На экране было видно, как Кольчугин молчит, задыхается, пробивает жарким дыханием тромб в горле. А потом, страстно, с клекотом, выкрикивает:

– Я скажу! Я скажу!

На этом его крик оборвался. Возникло лицо Веронова, на котором полыхнули фиолетовые глаза эфиопа. Появилась реклама – последняя марка «Нисан».

Кольчугин сидел, ошеломленный. Его страстный монолог, его обращение к Президенту были вырезаны. Его порыв в Новороссию был остановлен. Его рот был запечатан, в него воткнули кляп. Его седины, его горькая проповедь, его молитвенный вопль были осквернены и попраны.

Он кинулся к телефону. Набрал Виталия Пискунова:

– Что произошло? Почему все мои слова вырезали? Я стоял молчаливый, как скифская баба?

– Пришлось это сделать, Дмитрий Федорович. Возникли обстоятельства. – Голос Пискунова был печальный и терпеливый, словно он говорил с пациентом.

– Но как вы посмели? Без моего согласия! Вы уговаривали, умоляли меня прийти и обошлись со мной оскорбительно!

– Изменились обстоятельства, Дмитрий Федорович. Мы – государственный канал. Обстоятельства диктуют политику.

– Я больше никогда не приду!

– Мне очень жаль, Дмитрий Федорович, – устало и холодно отозвался Пискунов.

Кольчугин сидел в темноте одинокого дома. Сгорбился в кресле, несчастный, немощный, никому не нужный. Его время прошло. Он больше не опасен ни власти, ни врагам-либералам. Он никчемный старик, наказанный за свою неуемную гордыню, свою назойливую суетность.

Он сидел в тишине, несчастный, один на всем белом свете, ненужный ни врагам, ни друзьям. И вдруг в тишине пустой темной комнаты услышал голос жены:

– Дима!

Голос был явный, с ее глубокими искренними интонациями, в которых звучало сострадание, утешение, словно она подошла и встала у него за спиной.

Он оглянулся, страшась увидеть ее и надеясь ее увидеть в ее синем домашнем платье с большими пуговицами, которое она надевала, отправляясь в церковь.

Оглянулся, жены не было. Слабо светилось окно, за которым угасала заря. Но голос был ее, это сердечное сострадание, нежность и жалость к нему.

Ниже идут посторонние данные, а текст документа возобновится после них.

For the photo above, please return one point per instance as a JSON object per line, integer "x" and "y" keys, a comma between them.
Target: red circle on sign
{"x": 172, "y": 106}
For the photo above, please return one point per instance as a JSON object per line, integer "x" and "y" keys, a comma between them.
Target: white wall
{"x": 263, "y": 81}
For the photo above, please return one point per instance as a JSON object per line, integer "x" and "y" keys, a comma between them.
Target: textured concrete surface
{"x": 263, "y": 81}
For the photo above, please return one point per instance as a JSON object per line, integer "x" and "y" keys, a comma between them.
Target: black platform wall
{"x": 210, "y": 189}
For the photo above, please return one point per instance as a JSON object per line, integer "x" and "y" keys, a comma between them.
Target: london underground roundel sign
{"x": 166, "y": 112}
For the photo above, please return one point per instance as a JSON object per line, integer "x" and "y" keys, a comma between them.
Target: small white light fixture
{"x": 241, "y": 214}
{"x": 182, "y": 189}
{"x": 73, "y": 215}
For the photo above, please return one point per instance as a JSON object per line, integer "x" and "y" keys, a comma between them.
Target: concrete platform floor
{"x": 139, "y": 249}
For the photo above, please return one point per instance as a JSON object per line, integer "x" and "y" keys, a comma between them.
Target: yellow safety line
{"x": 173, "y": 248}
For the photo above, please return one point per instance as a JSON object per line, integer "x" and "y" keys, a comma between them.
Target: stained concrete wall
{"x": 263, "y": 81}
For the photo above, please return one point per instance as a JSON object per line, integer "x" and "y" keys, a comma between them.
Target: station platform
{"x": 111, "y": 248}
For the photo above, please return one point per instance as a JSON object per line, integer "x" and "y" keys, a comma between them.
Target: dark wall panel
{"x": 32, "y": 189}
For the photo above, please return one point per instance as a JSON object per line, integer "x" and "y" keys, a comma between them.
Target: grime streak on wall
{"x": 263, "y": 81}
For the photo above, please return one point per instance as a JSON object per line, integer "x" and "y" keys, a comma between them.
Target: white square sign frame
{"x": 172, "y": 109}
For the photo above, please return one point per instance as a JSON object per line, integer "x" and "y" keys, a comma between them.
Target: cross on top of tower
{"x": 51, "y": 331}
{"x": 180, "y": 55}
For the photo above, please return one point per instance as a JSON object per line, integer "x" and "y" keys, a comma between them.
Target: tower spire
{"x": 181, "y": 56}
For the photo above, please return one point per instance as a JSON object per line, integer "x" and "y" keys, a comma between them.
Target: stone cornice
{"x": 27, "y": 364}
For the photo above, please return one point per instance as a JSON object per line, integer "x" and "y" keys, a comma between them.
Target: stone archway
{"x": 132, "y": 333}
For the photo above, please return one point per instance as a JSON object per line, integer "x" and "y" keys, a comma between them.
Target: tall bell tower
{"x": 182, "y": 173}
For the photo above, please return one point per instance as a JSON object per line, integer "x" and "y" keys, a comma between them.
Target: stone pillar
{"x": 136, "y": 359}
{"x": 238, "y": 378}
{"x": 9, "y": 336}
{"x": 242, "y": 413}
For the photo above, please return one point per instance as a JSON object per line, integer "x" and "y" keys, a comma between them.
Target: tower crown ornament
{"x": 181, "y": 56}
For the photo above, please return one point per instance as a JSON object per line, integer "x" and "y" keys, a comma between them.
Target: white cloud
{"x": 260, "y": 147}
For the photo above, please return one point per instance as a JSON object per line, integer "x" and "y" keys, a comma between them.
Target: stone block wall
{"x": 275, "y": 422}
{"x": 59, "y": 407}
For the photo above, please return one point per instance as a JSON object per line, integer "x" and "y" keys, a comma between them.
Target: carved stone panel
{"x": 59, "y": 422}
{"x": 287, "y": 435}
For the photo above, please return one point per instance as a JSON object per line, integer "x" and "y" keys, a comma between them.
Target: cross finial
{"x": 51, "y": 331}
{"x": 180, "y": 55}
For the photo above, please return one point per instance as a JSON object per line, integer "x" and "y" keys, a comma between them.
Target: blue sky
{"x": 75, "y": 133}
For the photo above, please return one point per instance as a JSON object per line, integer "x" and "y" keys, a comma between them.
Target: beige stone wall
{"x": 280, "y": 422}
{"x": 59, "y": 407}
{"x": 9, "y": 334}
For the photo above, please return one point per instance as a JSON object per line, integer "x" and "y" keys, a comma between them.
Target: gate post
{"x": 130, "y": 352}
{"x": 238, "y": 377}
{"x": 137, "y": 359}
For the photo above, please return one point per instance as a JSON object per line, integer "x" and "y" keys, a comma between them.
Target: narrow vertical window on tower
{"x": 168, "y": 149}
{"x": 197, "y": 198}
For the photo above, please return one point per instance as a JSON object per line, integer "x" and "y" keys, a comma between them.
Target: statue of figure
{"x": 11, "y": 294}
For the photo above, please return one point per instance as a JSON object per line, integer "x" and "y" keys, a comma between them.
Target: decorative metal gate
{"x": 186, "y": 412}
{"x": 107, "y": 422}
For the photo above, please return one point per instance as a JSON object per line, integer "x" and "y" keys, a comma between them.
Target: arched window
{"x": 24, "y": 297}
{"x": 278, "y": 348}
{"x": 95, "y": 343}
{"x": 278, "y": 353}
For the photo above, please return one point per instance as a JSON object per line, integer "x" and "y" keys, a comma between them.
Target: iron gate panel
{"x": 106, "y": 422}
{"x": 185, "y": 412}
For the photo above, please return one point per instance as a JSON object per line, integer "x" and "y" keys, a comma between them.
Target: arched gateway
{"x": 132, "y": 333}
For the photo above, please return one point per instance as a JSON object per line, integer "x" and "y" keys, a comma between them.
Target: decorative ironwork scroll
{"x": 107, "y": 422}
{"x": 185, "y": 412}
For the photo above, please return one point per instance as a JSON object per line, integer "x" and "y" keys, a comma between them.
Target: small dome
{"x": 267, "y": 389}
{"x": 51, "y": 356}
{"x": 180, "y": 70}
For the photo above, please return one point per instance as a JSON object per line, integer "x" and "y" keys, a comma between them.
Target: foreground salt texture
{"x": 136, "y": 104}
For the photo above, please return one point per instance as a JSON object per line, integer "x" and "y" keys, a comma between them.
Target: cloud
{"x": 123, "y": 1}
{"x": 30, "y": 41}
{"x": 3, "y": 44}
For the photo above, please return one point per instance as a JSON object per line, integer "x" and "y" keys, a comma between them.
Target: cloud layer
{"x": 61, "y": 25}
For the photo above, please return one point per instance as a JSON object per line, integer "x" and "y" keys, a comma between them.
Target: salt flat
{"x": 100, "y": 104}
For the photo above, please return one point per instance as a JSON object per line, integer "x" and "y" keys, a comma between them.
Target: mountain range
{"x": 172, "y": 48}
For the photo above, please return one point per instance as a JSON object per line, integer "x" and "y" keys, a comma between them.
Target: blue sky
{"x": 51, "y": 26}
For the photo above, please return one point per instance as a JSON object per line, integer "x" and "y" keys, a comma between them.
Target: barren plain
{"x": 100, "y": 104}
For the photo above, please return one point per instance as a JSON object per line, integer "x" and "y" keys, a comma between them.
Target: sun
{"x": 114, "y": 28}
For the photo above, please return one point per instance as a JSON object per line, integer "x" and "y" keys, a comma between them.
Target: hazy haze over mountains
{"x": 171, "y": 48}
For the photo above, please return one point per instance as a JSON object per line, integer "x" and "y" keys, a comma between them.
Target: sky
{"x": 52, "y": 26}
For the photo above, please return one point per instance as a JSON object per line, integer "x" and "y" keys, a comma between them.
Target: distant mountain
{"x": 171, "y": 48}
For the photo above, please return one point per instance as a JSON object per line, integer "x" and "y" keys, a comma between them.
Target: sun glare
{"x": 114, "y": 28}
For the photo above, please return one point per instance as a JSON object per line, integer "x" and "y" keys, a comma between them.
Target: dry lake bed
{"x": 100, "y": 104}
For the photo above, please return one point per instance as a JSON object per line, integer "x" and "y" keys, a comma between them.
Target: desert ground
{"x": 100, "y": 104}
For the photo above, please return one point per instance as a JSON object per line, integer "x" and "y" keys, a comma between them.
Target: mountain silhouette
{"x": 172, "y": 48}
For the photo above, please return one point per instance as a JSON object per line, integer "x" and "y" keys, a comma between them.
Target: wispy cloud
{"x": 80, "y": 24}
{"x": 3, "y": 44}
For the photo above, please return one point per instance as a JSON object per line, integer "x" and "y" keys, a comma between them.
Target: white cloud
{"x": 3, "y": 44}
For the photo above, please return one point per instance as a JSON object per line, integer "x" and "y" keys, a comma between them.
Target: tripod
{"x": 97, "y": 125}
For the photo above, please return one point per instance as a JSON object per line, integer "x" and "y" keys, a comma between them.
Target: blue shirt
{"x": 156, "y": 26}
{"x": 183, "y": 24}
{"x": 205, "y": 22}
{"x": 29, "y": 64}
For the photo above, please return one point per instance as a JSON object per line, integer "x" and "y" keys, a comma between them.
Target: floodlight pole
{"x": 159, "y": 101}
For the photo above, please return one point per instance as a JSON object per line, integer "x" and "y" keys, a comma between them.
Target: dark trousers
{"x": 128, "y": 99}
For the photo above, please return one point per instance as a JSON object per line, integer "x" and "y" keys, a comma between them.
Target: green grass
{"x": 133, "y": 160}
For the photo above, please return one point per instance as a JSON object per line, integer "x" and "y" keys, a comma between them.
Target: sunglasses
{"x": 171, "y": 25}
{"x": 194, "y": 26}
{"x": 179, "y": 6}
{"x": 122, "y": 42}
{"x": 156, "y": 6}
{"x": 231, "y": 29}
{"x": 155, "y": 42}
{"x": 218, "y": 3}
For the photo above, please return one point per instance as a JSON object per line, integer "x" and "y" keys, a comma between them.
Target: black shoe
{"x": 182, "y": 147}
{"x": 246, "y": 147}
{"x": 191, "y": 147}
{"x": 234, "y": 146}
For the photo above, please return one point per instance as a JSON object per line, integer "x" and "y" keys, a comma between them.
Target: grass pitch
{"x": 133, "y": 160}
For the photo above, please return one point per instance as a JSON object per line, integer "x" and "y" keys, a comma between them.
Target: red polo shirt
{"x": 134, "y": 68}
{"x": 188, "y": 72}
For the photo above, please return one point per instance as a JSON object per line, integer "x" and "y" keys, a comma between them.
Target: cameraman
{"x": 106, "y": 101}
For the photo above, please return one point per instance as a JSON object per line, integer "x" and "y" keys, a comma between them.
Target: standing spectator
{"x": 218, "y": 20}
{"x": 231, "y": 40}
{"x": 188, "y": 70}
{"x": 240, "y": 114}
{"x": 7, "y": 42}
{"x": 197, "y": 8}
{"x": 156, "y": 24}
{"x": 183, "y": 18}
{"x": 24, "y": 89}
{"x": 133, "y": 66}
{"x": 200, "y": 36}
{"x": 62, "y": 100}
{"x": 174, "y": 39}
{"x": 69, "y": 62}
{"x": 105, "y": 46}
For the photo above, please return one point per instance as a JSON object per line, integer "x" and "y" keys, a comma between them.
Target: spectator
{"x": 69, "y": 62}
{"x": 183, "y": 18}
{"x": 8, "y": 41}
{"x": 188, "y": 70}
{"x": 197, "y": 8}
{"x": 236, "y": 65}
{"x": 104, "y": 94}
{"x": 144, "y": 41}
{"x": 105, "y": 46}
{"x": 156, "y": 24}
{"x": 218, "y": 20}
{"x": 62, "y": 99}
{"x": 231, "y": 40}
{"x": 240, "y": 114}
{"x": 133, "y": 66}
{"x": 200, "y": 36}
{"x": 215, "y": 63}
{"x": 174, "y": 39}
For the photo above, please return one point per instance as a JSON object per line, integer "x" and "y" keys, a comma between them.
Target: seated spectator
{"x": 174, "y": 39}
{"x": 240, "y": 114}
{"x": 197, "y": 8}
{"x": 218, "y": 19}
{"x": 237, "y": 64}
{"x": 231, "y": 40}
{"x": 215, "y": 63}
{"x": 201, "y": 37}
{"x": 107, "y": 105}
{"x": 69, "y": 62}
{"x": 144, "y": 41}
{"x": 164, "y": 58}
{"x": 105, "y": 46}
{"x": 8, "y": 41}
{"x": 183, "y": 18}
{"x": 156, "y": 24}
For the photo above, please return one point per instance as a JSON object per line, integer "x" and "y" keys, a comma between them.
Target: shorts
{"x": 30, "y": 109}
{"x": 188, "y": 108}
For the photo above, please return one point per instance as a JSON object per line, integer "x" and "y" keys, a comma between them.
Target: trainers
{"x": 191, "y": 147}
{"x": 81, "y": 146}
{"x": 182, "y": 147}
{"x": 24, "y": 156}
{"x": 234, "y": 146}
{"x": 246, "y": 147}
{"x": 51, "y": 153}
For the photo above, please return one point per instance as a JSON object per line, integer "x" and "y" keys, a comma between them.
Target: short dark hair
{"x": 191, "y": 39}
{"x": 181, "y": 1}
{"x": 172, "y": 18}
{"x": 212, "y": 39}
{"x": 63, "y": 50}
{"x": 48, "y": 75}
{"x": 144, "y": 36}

Кольчугин обходил комнаты, суеверно надеясь увидеть жену, которая не умерла, а лишь покинула дом, и теперь, через два года, вернулась. Остановился перед дверью, ведущей в комнату жены. Там, за дверью, она стоит, высокая, тихая, с белым лунным лицом и чудесными карими глазами, которые он любил целовать. Они увидят друг друга, и он обнимет ее, прижмет к груди ее любимое лицо.

Кольчугин открыл дверь. Темная комната дохнула своей пустотой. И в этой пустоте что-то слабо светилось, словно кто-то, дорогой и любимый, недавно здесь побывал.